Original article: Nvidia’s Vera Rubin CPU, GPU roadmap charts course for hot-hot-hot 600 kW racks
In-Depth Analysis
Vera CPU Architecture
- Core Design: Features 88 custom-designed Arm cores with simultaneous multithreading (SMT), allowing up to 176 threads per socket.
- Integration: Includes NVLink chip-to-chip connectivity for seamless integration with Rubin GPUs.
Rubin GPU Architecture
- Design Basis: Builds upon the Blackwell architecture, utilizing two reticle-limited dies per GPU package.

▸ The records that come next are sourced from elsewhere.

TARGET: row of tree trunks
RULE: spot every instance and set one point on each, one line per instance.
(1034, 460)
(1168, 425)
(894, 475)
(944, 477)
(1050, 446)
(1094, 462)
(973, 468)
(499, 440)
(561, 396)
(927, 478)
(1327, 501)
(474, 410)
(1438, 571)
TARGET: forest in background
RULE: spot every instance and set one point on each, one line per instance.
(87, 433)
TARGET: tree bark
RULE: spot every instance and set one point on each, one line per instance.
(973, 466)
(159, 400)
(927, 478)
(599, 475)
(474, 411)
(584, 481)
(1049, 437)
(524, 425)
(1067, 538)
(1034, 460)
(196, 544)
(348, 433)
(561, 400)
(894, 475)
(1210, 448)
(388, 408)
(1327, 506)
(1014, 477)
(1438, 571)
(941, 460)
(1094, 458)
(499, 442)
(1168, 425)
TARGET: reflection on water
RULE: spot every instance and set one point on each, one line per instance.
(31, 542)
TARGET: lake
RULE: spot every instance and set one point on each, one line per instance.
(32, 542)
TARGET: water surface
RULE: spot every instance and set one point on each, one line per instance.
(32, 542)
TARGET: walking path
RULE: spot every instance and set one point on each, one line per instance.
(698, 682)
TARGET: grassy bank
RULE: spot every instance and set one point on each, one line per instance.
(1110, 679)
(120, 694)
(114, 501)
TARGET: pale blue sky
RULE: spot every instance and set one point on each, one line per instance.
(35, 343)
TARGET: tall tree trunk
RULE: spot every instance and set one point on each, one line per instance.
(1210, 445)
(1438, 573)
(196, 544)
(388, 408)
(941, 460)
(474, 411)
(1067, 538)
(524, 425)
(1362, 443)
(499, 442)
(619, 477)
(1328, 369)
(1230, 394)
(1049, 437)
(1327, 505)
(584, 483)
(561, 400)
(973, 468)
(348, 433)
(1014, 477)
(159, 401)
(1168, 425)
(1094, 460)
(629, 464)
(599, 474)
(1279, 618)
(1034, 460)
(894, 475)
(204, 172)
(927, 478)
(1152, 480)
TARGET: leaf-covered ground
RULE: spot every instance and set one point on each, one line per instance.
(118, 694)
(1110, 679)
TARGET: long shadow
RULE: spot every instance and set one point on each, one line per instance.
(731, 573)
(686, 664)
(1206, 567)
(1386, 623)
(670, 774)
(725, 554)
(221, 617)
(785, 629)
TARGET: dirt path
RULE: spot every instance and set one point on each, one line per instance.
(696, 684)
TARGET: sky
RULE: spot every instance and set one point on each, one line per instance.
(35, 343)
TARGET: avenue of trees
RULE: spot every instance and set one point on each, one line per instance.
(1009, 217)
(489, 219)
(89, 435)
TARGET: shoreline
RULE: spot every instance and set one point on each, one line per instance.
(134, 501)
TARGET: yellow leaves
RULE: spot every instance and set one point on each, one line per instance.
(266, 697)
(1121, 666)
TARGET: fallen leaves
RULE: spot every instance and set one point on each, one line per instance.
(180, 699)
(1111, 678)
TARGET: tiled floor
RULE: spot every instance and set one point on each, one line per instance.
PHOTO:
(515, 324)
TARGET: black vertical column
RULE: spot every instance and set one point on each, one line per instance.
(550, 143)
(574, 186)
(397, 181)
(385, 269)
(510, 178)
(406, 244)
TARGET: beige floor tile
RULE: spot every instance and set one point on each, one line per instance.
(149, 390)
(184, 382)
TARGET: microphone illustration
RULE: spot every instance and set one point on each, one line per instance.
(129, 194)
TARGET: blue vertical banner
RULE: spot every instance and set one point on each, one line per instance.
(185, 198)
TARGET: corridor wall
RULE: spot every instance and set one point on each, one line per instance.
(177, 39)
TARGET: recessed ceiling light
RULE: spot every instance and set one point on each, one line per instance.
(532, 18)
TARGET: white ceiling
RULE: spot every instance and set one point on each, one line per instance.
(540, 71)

- Memory and Bandwidth: Equipped with 288 GB of HBM4 memory, offering a bandwidth of 13 TB/s.
- Performance Metrics: Capable of delivering up to 50 petaFLOPS at FP4 precision.
Rubin Ultra Systems
- Density and Power: Designed to house 576 GPU dies within a single rack, consuming 600 kW of power.
- Performance Enhancements: The NVL144 system is projected to offer 3.3 times higher floating-point performance compared to previous models, reaching up to 3.6 exaFLOPS for inference and 1.2 exaFLOPS for training.
- Networking: Incorporates NVIDIA’s 6th-generation NVLink switch fabric, providing an aggregate interconnect bandwidth of 260 TB/s.
Commentary
NVIDIA’s roadmap signifies a bold move towards ultra-high-density, high-performance computing solutions tailored for next-generation data centers. The ambitious power consumption targets, particularly the 600 kW per rack, highlight the increasing energy demands of advanced AI workloads. This development underscores the need for robust power and cooling infrastructures to support such dense configurations. As these architectures progress from design to deployment, their impact on computational capabilities and data center operations will be closely scrutinized by industry stakeholders.